Pensando alle parole sul Regno a noi vicino, viene in mente la discussione dei discepoli su chi fosse il più grande nel regno dei cieli e la risposta di Gesù in Matteo (18,2): “Se non vi convertirete e non diventerete come i bambini, non entrerete nel Regno dei cieli. Chi dunque si fa piccolo come questo fanciullo, questi sarà il più grande nel Regno dei cieli. Se uno accoglie un solo fanciullo come questo nel mio nome, accoglie me”. Marco (9, 36-37) racconta che Gesù, stringendo un bambino tra le braccia, dice: “chi accoglie uno di questi bambini in nome mio accoglie me”. Notevole la preghiera di ringraziamento al Padre in Luca (10,21) perché ha nascosto i misteri del regno ai sapienti e li ha rivelati ai piccoli. Sconcertante l'espressione in Matteo (21,31) sui pubblicani e le prostitute che precederanno molti nel Regno di Dio. Splendide le parabole del Regno in Matteo 13, in particolare quella del chicco di senape, “il più piccolo di tutti i semi”, sepolto per diventare un grande albero.

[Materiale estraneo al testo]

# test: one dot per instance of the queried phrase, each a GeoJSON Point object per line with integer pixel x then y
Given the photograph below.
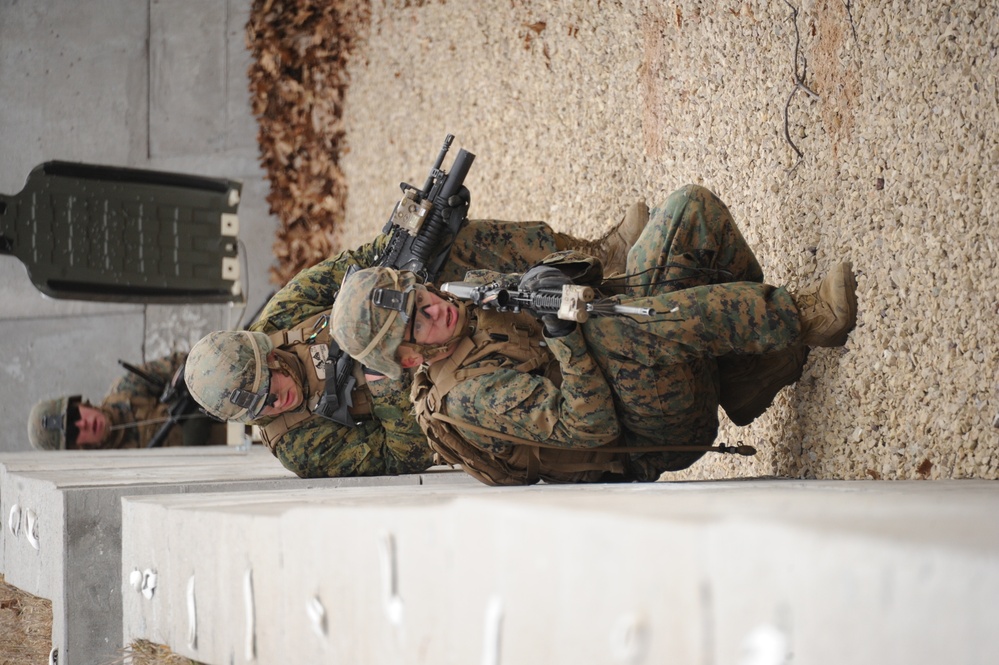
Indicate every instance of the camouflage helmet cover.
{"type": "Point", "coordinates": [47, 422]}
{"type": "Point", "coordinates": [370, 332]}
{"type": "Point", "coordinates": [224, 361]}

Insomma, la buona notizia è una rivoluzione: il più grande è colui che si fa piccolo, che si disarma dell'arroganza di comando e della pretesa di possesso. Non è scritto tornare ma diventare bambini; non è chiesto di regredire o di bamboleggiare ma di generare una matura novità, di uscire dalla preistoria violenta o impaurita in cui viviamo, di aprire il tempo delle relazioni vitali, cioè di essere e fare pace: di diventare quello che non siamo mai stati.

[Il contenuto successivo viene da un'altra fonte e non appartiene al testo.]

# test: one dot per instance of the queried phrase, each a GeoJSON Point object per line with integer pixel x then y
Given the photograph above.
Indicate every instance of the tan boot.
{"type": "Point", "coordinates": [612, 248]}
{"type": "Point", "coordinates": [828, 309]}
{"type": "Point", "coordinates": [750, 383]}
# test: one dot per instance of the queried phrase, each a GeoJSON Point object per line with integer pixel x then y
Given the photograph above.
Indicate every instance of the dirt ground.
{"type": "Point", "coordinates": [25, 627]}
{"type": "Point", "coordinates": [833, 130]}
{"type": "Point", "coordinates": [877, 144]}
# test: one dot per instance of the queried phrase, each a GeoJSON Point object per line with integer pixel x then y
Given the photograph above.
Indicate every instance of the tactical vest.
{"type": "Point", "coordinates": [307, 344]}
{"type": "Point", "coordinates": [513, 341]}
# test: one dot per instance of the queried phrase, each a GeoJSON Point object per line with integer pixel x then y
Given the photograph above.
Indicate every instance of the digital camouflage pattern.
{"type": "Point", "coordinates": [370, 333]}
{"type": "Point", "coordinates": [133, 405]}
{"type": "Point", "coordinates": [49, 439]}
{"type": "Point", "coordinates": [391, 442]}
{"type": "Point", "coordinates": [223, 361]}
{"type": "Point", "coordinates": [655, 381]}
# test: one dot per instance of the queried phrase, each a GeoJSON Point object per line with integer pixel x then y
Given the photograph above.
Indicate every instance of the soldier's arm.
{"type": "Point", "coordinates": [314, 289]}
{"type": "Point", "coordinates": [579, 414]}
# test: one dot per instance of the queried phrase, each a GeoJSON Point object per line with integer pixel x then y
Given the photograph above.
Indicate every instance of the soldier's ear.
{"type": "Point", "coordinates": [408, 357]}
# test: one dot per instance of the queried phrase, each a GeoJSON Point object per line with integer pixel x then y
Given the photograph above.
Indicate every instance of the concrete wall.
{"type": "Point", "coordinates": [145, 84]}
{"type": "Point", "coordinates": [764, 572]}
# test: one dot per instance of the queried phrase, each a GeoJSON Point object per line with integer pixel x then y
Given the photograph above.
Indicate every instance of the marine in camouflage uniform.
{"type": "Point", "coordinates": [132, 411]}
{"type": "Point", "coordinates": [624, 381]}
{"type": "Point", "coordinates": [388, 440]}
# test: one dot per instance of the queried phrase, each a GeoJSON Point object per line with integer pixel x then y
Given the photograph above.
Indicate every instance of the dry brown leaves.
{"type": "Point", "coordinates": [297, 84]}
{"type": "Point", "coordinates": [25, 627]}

La sapienza evangelica è imprevedibile e paradossale, radicale e alternativa. Fa irrompere un futuro inedito nel presente: diventare bambini è imparare a rinascere. In tale contesto, dinamiche politiche ed ecclesiali centrate sulla povertà e scelte personali di sobrietà si intrecciano e si sorreggono a vicenda. Il Regno è vicino dove c'è accoglienza, dove si afferma la sovranità dei piccoli e dove è in atto la conversione all'infanzia come dono, gioco, stupore. Dove, cioè, una comunità cristiana è pronta a rinascere in relazioni gratuite, gioiose, aperte all'amicizia e alla ricerca del bene.

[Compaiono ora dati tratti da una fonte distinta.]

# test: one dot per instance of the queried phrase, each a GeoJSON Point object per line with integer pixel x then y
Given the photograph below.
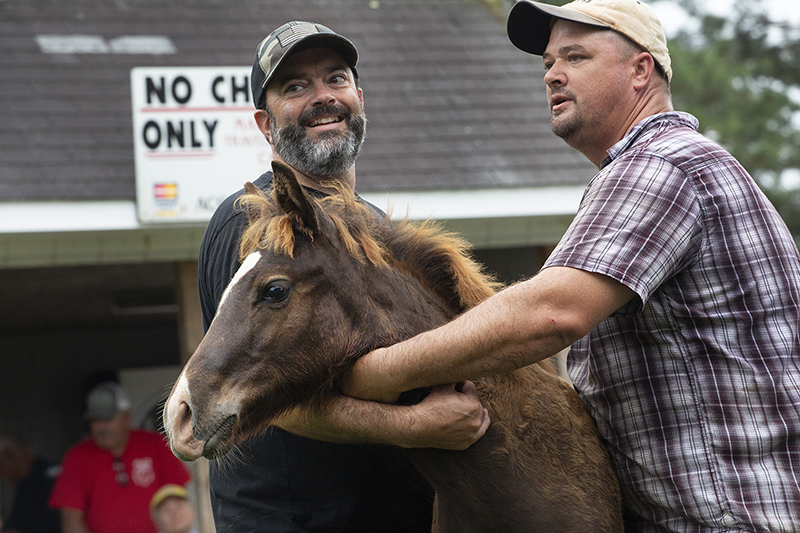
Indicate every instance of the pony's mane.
{"type": "Point", "coordinates": [440, 260]}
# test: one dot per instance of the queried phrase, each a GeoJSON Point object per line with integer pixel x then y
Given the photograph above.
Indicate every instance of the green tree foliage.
{"type": "Point", "coordinates": [738, 75]}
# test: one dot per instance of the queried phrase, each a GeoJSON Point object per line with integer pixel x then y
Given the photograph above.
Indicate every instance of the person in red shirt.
{"type": "Point", "coordinates": [107, 480]}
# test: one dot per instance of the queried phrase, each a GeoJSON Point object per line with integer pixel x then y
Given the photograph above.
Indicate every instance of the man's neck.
{"type": "Point", "coordinates": [322, 184]}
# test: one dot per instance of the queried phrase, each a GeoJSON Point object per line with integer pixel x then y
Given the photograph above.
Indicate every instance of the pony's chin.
{"type": "Point", "coordinates": [221, 441]}
{"type": "Point", "coordinates": [188, 450]}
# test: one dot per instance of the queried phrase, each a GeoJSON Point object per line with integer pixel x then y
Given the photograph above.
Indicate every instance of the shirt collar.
{"type": "Point", "coordinates": [677, 118]}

Giovanni XXIII diceva che l'amore della verità ci fa vivere in “una infanzia perenne” o che “la Chiesa non ha mai finito di nascere”. Per questo definiva il Concilio inizio dell'aurora (tantum aurora est). Dono e responsabilità. Siamo invitati a respirare la freschezza dell’alba, a sperimentare l’emozione di un nuovo inizio, a gustare la trinità nella creazione permanente. I bambini e le bambine cantano “il sogno del mondo”. Indicano la nuova creazione possibile qui e ora, propongono l’esistenza come per-dono: sbocciare nell'essere come donazione e azione gratuita. I nostri bambini e le nostre bambine ci invitano a vivere il principio-speranza, la profezia della pace. Per questo occorre alimentare la fiducia nel risveglio di nuove aurore. Quella fragile del Concilio, della Chiesa povera e dei poveri. Quella che Tonino Bello (nel 982) invocava come “gioia di prendere il largo”, “capacità di inventarsi”, “progettare insieme”, “osare insieme”. Cioè l'avventura della pace come bellezza piena di vita e di immensa grazia.